Date sent: Sat, 22 Apr 2000 13:31:50 -0400 (EDT)
From: "Donald F. Burrill" [EMAIL PROTECTED]
To: Kermit Rose [EMAIL PROTECTED]
Copies to: [EMAIL PROTECTED]
Subject:Re: categorical data analysis
Hello Donald!
[ KR: Please post any response to the edstat list as well as to me.
I may not have the leisure to continue this conversation, and others on
the list may have better advice for you in any case. -- DFB. ]
OK. edstat is included on the reply list.
To begin with, you have not told us what the professor in criminology is
trying to find out, and why; without that information, no-one can offer
you (or the professor) useful advice on data analysis.
The dependent variable is based on the following question.
Recently the problem of overcrowing in the state university system
in Florida has been the subject of considerable debate. Some have
suggested the elimination of preferential treatment in college
admissions as a potential remedy. In your opinion, which of the
following groups listed should continue receiving preferential
treatment in the admissions process. (1 = yes, 0 = no)
q45a athelets
q45b national merit scholars (honor students)
q45c economically disadvantaged
q45d historically disadvantaged
q45e children of wealthy benefactors
q45f children of university alumni
q45g ethnic and racial minorities
q45h students with disabilities
q45i students with prior criminal records
q45j students with unique artistic talents
The goal is to determine whether or not a persons choices on the
10 questions is predictable in terms of independent variable values
of education, age, race, income, marital status, political party, sex,
racial attitudes, etc
Your proposed procedure seems unnecessarily cumbersome. So far as I can
tell from all that algebra, you're effecitively substituting a whole bunch
of 2x2 tables for a single RxC table (R = number of rows, C = number of
columns) with R2 and(/or?) C2. Or, for each of several RxC tables.
Yes. This is the intent. I wanted to reduce the R by C table to a
series of 2 by 2 tables.
Why do you not first do the obvious contingency table chi-square
to see if there's anything worth following up? (And if I were doing it,
the follow-up(s) would be in the RxC format as well.)
It is because the dependent variable is multivalued. A person may
check 0, 1,2 ,3,4,5,6,7,8,9 or 10 of the preferences. I want to be
able to identify which of the choices was checked, not just the
number of them. There is no theory for weighing the choices before
the analysis is complete. I wanted to construct a method for
systematically examing all 1023 possible choices of dependent
variable.
Your #1 null hypothesis is that two dichotomized variables are
independent.
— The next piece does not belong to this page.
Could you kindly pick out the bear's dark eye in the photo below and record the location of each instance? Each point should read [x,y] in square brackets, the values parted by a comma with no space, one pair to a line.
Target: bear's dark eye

I don't believe the test statistic you propose -- more about
that later -- but this is the formal null hyp. for the usual contingency
table chi square.
I can show the derivation of the test statistic. I made a mistype in
typing the formula and have given the correct version below.
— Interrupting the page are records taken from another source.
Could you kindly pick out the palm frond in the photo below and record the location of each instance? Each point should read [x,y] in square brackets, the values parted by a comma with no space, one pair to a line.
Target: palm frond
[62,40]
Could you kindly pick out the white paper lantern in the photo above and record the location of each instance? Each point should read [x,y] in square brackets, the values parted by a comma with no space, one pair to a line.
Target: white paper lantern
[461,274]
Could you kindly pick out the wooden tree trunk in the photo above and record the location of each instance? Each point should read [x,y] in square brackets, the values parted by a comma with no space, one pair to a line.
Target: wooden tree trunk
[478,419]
Do you mean that I've stated correctly that the null hypothesis for
the chi square test on crosstab is that the variables are
independent?
The dependent variable is a multivalued categorical variable.
So far, so good.
The model dependent variable is an interaction variable. It is the
interaction of some subset of the 10 two-valued dummy variables
representing the dependent variable. The 10 values of the dependent
variable are choices of preferential treatment for affirmative action.
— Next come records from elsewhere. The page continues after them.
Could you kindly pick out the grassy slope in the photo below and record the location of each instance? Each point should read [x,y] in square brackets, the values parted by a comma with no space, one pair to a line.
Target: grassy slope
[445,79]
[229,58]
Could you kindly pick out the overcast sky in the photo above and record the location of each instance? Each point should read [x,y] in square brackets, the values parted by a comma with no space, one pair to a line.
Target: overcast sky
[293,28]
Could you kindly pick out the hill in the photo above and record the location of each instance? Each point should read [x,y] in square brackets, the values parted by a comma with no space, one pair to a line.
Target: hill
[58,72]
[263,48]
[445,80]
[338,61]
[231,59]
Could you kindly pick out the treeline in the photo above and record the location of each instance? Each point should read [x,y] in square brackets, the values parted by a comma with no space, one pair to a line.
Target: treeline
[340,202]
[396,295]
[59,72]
Here it begins to get sticky. I cannot tell whether you mean the
same thing by "interaction" that I would mean. In particular,
there seems to be no difference between "interaction variable",
in your terms, and "indicator variable", in my terms.
I'm not sure what you mean by "indicator variable". I've only seen
the term in connection with latent variables in structual equation
modeling.
I'm pretty sure my use of "interaction" is consistent with your use
of "interaction".
Suppose I chose the 1st, 3rd, and 5th dependent variables as my
subset to represent the model dependent variable. I chose the
word "interaction" because I expected readers would know I meant
the product of the chosen dependent variables. Since each
dependent variable is 0 or 1, the product will be 1 if and only if
every one of the chosen dependent variables is 1.
That is, I would call the model dependent variable true (meaning =
1) if it corresponded to dependent variables 1,3 and 5 and all three
of dependent variables 1,3,5 were equal to 1. For this model I
would not care what dependent variables 2,4,6,7,8,9,10 were.
When I inplement this in programming I would of course figure out
efficient ways to calculate the frequencies.